J’ignore pourquoi je me suis mis en colère. C’est monté en moi, comme un parasite vous pourrit le sang et vous contamine le cœur, la tête. Ce n’était la faute de personne, mais j’en voulais à tout le monde.
À 14 ans, la mince glace de l’enfance sur laquelle je marchais s’était rompue. Mes parents m’aimaient. Ils avaient de l’argent. J’aurais pu faire ce que je voulais. Je n’avais envie de rien.
Il m’a fallu des années (et un enfant) pour commencer à imaginer comment mon père et ma mère vivaient cela. J’y repense en regardant la télésérie américaine The Killing, dans laquelle une fille de 17 ans est assassinée. Ses parents découvrent alors ses secrets, sa vie en lisière de la leur. Quelle angoisse j’ai dû faire vivre aux miens, inconscient de leur vie intérieure, tout englué que j’étais dans cette colère égoïste et sans objet. À 17 ans, j’ai quitté la maison, la famille, délaissé à moitié mes études. Mes parents ont fait la seule chose possible : ils m’ont laissé me casser la gueule.
Comme ces journées où, à 8 ans, je disparaissais jusqu’au crépuscule pour jouer dans le bois. Comme les soirs où, à 14 ans, j’errais dans le Vieux-Québec. Comme lorsque je rentrais complètement stone à 16 ans. Ils me laissaient vivre ma vie, avec quelques balises mouvantes, courant le risque que j’en perde la maîtrise.

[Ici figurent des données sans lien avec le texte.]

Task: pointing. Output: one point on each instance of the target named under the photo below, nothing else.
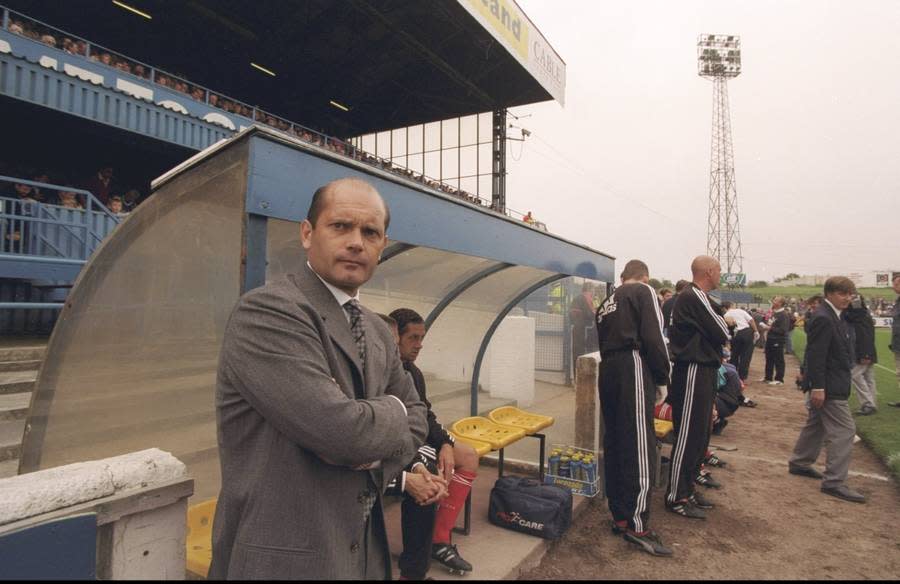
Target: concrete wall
(140, 501)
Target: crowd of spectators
(119, 200)
(36, 31)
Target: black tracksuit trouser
(692, 394)
(775, 359)
(417, 525)
(627, 395)
(742, 352)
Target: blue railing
(32, 228)
(201, 101)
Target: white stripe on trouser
(642, 450)
(683, 431)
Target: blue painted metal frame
(476, 370)
(61, 549)
(394, 250)
(31, 82)
(278, 166)
(459, 289)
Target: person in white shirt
(746, 333)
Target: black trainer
(713, 460)
(648, 541)
(701, 502)
(448, 556)
(705, 480)
(686, 509)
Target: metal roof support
(460, 288)
(476, 371)
(394, 250)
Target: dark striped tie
(356, 327)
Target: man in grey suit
(315, 412)
(827, 379)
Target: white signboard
(509, 25)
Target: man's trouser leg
(897, 365)
(417, 524)
(738, 349)
(839, 429)
(631, 413)
(770, 362)
(613, 471)
(779, 363)
(864, 382)
(692, 395)
(744, 372)
(809, 442)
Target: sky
(623, 167)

Peut-être avaient-ils confiance : le travail de fond qui me permettrait d’émerger un jour avait été accompli. Ils m’avaient inculqué des valeurs, m’avaient fourni une éducation irréprochable et donné le goût d’une vie riche d’autre chose que des choses, tenant ma main à tous les bons moments. Puis, ils l’avaient lâchée. Sur une période de plusieurs années. Un doigt à la fois.
C’est à cela que je pensais en regardant The Killing. Mais aussi en lisant les statistiques sur la détresse des étudiants : 90 % se disent dépassés par l’ampleur de la tâche et 63 % sont accablés par la solitude. Des chiffres qui proviennent d’un sondage effectué de janvier à avril 2013 par la Canadian Organization of University and College Health. Quelque 30 000 étudiants ont participé à l’enquête, la plus vaste menée à ce jour sur ce sujet.
Presque 10 ans plus tard, elle fait écho à l’article-fleuve « Nation of Wimps », de Psychology Today, dans lequel les directeurs d’universités détaillaient la multiplication des cas graves de troubles de santé mentale, d’abus complètement délirants et de dérives comportementales, que les psychologues attribuent à un manque d’autonomie des étudiants. Ces derniers apprennent à cerner leurs limites, mais trop tard.
Cette tendance se confirme au Québec : une génération de parents poules serait en train de produire une descendance de « moumounes ». Dans La Presse, il y a quelques semaines, on rapportait que le collège de Maisonneuve, à Montréal, organise des réunions dès le mois de juin pour venir à bout des angoisses des futurs étudiants et, surtout, de leurs parents, qui ont peur de ne plus savoir comment accompagner leurs enfants dans leur cheminement scolaire. Des enfants qui sont presque des adultes…
Pour ceux-là, il est trop tard. Leurs parents les ont couvés trop longtemps. Ils ont voulu les préserver du monde. Le choc avec la réalité sera brutal.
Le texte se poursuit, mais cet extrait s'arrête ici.